On 29 June 2023 the Court of Justice of the European Union ("CJEU") published its decision in Cabot Plastics (C-232/22), which is the latest in a series of recent decisions addressing the concept of a fixed establishment ("FE") for VAT purposes.
As the EU legislative provisions concerning FEs are drafted in a relatively broad manner, EU Member States have adopted varying interpretations of the test for the existence of an FE and this has given rise to persistent litigation. This decision should contribute to increased certainty for practitioners and tax authorities in this area of VAT law.
The case involved a Belgian company, Cabot Plastics Belgium SA, ('Cabot Belgium') which provided toll manufacturing services and ancillary services to an affiliated company, Cabot Switzerland GmbH ('Cabot Switzerland'). The question for the CJEU was whether the toll manufacturing activities of Cabot Belgium (using raw materials owned by Cabot Switzerland to manufacture finished products) created a fixed establishment ('FE') of Cabot Switzerland in Belgium for VAT purposes. Cabot Belgium treated the place of supply of its services as Switzerland (outside the EU) and therefore, Cabot Belgium did not charge VAT on the services it provided to Cabot Switzerland. Following an audit in 2017, the Belgian tax authorities argued that the Swiss company had a FE in Belgium, and, accordingly, that the tolling services provided were received by the FE in Belgium and should be subject to Belgian VAT.
The key takeaways from the CJEU decision are as follows:
- The Court began by reiterating the principle that the primary and default point of reference for determining the place of supply is the place of main establishment of a business as this criterion is simple and practical and contributes to legal certainty. It is generally only if this approach gives rise to irrational results or creates a conflict with another Member State that the secondary test concerning FEs should be applied.
- The Court noted that the test for whether a service is supplied to an FE (as distinct from the place of main establishment) requires an analysis as to whether there is an establishment in such location characterised by 'a sufficient degree of permanence and a suitable structure in terms of human and technical resources' to receive and use services supplied to it for its own needs.
- Regarding the requirement for human and technical resources, the Court found that such resources cannot exist only occasionally. In addition, the taxable person need not necessarily 'own' the resources, but must have the right "to dispose of those human and technical resources in the same way as if they were its own". The CJEU gave the example of employment and leasing contracts which make the resources available to such person and which cannot be terminated at short notice.
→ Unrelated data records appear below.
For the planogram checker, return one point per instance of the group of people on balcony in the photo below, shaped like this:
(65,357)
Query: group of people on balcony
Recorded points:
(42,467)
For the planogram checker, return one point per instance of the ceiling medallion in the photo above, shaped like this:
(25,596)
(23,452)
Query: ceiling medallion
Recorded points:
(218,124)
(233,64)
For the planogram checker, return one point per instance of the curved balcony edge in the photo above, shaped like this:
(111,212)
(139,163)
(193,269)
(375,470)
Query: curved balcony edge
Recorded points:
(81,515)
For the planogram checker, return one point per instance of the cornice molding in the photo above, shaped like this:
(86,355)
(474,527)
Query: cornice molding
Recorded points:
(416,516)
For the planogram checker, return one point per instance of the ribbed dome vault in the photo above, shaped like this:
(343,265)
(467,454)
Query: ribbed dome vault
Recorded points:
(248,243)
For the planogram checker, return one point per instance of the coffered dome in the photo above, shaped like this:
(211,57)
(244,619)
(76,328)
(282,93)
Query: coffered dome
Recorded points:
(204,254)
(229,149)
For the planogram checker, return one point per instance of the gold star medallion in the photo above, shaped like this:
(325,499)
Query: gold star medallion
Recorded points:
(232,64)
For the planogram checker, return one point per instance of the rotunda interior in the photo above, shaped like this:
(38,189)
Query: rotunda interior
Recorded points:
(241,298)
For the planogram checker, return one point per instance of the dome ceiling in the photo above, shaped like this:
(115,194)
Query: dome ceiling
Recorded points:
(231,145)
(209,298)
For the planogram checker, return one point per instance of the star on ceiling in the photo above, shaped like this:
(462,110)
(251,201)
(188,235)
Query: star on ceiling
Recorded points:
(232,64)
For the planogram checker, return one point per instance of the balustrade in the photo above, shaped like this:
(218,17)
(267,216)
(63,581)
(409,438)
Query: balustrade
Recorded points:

- In addition, the Court held that as Cabot Belgium remained responsible for its own resources and provided the tolling services at its own risk, the mere fact that it provided services exclusively to Cabot Switzerland did not in and of itself mean that its resources belonged to Cabot Switzerland.
- The Court emphasised the importance of distinguishing between the 'distinct transactions' of (i) the services provided under the toll manufacturing agreement between the Belgian and Swiss entities, and (ii) the supply of finished goods by Cabot Switzerland to third parties, as the two supplies are subject to different schemes of VAT. This followed on from an equivalent finding of the Court in another decision, Berlin Chemie (C-333/20). The Court found that the tolling services were received by Cabot Switzerland (for its business of selling goods) in Switzerland, since it did not have a suitable structure in Belgium to receive and use the tolling services supplied.
- Importantly, the Court also held that the same resources 'cannot be used both to provide and receive the same services'. It was stated that Cabot Switzerland did not appear to have a FE in Belgium (through the resources of Cabot Belgium) on the basis it was not possible (from the information before the Court) to distinguish the resources which Cabot Belgium uses to provide it tolling services, and the resources allegedly employed by Cabot Switzerland to receive the tolling services in Belgium. This aspect of the decision also followed the precedent of Berlin Chemie (C-333/2).
This decision follows on from the CJEU's recent jurisprudence in relation to the test for the existence of an FE for VAT purposes and provides further clarity in this area, in particular for companies receiving toll manufacturing services from EU suppliers.
If you would like to discuss the impact this decision may have for your business, or indeed discuss any other matters, please contact Indirect Tax partners Matthew Broadstock and Dara Higgins or your usual Matheson contact.
 The definition of a fixed establishment for VAT purposes is set out in Article 11 of Council Implementing Regulation (EU) No. 282/2011. Article 11 provides for two types of FE with a broadly similar test for each. In accordance with CJEU case law, to create a FE, there must be an establishment characterised by a sufficient degree of permanence and a suitable structure in terms of human and technical resources either to (i) receive and use services supplied to it for its own needs; or (ii) to enable it to provide the services which it supplies.